Wow.. It totally engrossed me, in fact I was imagining myself roving in this cave city of Baluchistan "Gondrani" while reading the article. Very well presented, thumbs up!
Aoa Danial Shah (author)....very well written piece masha'Allah....really enjoyed reading it and look forward to seeing more of your work published on Tribune Express' Blog as i really enjoy reading travelogues , specially with such mysterious tales embedded in them (i am refering to the myth of Mai Godrani that you have included) ...i especially liked how u described the caves and wish i could actually visit this place...and the pictures are amazingg :)

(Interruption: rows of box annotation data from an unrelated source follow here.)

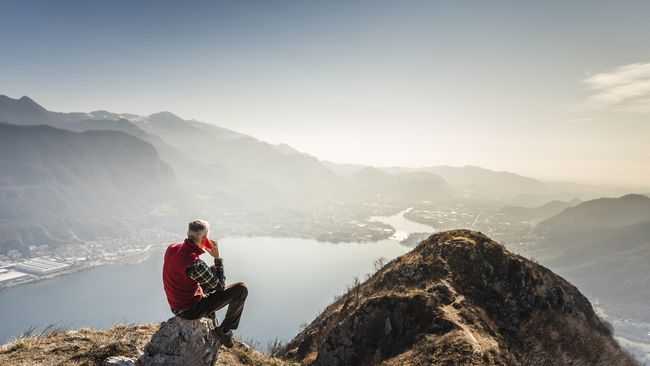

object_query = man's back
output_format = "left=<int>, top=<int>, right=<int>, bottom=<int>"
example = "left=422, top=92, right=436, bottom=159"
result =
left=163, top=240, right=203, bottom=311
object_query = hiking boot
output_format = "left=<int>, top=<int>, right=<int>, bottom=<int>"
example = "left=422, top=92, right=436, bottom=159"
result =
left=212, top=326, right=234, bottom=348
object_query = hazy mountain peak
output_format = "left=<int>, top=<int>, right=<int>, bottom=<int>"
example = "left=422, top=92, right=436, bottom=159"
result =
left=0, top=95, right=47, bottom=112
left=148, top=111, right=185, bottom=122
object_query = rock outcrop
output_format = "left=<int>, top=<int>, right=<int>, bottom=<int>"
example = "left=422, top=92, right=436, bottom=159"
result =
left=140, top=317, right=221, bottom=366
left=280, top=230, right=638, bottom=366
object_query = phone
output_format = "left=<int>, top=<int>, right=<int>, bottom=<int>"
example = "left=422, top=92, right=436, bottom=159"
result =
left=201, top=236, right=213, bottom=250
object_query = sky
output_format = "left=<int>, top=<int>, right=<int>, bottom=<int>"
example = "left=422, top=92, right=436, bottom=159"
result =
left=0, top=0, right=650, bottom=187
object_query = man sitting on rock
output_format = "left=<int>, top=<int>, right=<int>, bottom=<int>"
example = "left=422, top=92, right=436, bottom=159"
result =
left=163, top=220, right=248, bottom=348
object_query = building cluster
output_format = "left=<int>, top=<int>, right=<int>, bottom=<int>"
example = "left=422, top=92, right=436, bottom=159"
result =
left=0, top=257, right=71, bottom=286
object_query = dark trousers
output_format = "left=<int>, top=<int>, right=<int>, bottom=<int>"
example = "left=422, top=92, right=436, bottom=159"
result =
left=178, top=282, right=248, bottom=329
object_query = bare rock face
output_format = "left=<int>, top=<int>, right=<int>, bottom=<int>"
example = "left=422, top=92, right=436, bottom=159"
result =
left=140, top=317, right=221, bottom=366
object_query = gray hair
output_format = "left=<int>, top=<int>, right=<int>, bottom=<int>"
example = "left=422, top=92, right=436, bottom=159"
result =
left=187, top=219, right=210, bottom=243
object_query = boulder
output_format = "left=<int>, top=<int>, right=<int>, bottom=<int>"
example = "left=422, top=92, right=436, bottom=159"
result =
left=140, top=316, right=221, bottom=366
left=102, top=356, right=137, bottom=366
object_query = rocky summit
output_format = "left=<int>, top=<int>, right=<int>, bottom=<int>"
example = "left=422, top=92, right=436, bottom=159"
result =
left=140, top=316, right=221, bottom=366
left=280, top=230, right=638, bottom=365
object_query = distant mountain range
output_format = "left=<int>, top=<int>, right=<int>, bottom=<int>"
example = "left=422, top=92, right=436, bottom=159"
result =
left=535, top=194, right=650, bottom=322
left=0, top=95, right=644, bottom=254
left=0, top=123, right=183, bottom=253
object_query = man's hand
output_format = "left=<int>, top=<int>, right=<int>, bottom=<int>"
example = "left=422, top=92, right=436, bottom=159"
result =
left=204, top=239, right=219, bottom=258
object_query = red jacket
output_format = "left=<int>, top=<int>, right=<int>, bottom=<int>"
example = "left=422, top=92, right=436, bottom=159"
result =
left=163, top=239, right=203, bottom=311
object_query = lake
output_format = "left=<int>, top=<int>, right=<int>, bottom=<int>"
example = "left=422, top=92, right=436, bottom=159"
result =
left=0, top=211, right=434, bottom=348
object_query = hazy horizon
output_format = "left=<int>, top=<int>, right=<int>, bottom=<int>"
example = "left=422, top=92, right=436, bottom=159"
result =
left=0, top=1, right=650, bottom=186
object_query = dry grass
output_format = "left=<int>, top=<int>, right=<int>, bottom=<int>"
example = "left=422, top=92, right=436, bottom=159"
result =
left=0, top=323, right=294, bottom=366
left=0, top=324, right=153, bottom=366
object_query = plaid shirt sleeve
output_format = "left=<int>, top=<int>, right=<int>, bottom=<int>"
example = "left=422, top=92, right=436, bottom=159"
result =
left=185, top=258, right=226, bottom=293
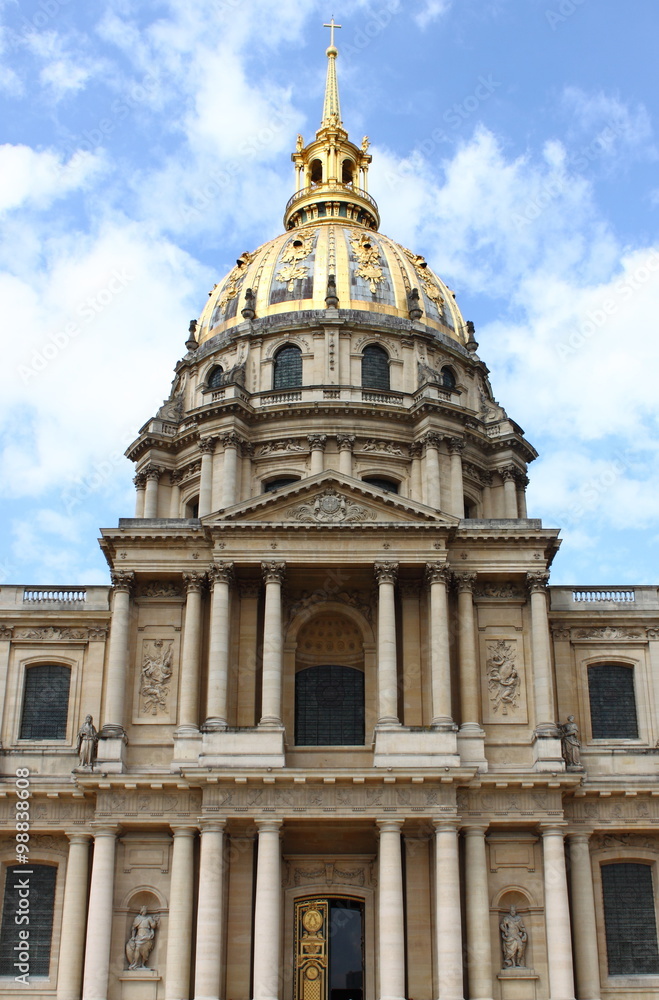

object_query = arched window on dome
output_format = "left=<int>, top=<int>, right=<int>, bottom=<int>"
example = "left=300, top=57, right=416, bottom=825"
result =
left=362, top=344, right=390, bottom=390
left=272, top=344, right=302, bottom=389
left=206, top=365, right=224, bottom=389
left=311, top=160, right=323, bottom=184
left=440, top=365, right=456, bottom=389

@Homa @ Danial Shah There are no rock paintings and petroglyphs at this particular site, however, there are lots of them in the Khirthar range towards the East (the geographic border of Sindh and Baluchistan). Unfortunately, most of these paintings and etchings are eroding and they have hardly been documented. There are only a handful of scholars who were crazy enough to afford a scholarly glance at the subject. I am unaware of any book on the subject (for the Khirthar range), although, I understand that Mr. Badar Abro was doing some research / field work on the subject. As for rock art around Gondrani caves, I did come across a picture of an etching / petroglyph of a human palm with some symbols, some of which could be Greek. The picture, I was told, pertained to another site in Lasbela District (same as Gondrani). It was said to be left behind by soldeirs of Alexander's Armymen! WORD OF CAUTION: I could not verify the picture and its related story by any secondary source. I consulted quite a number of people who frequently visit the area or who have served in various capacities, but none could confirm its existence. Unfortunately, the army officer whose memoirs included the picture and the story, is no longer alive.
@Homa: There were no cave paintings. The place lacks any infra structure
@ danial and adil: Very cool. Did you see any cave paintings? Will u show me around when i visit pk?
@Adil Mulki : lol. you could have come up with more details :) you still can... and snakes sound crazy. Thank God i didn't encounter one..
Very nice pictures. Thanks for bringing this up. You beat me to it : ) ... it was on my "menu" for the next quarter... By the way, the cool caves are ideal locations to find snakes : ) they often turn up to feast on the bats and their young.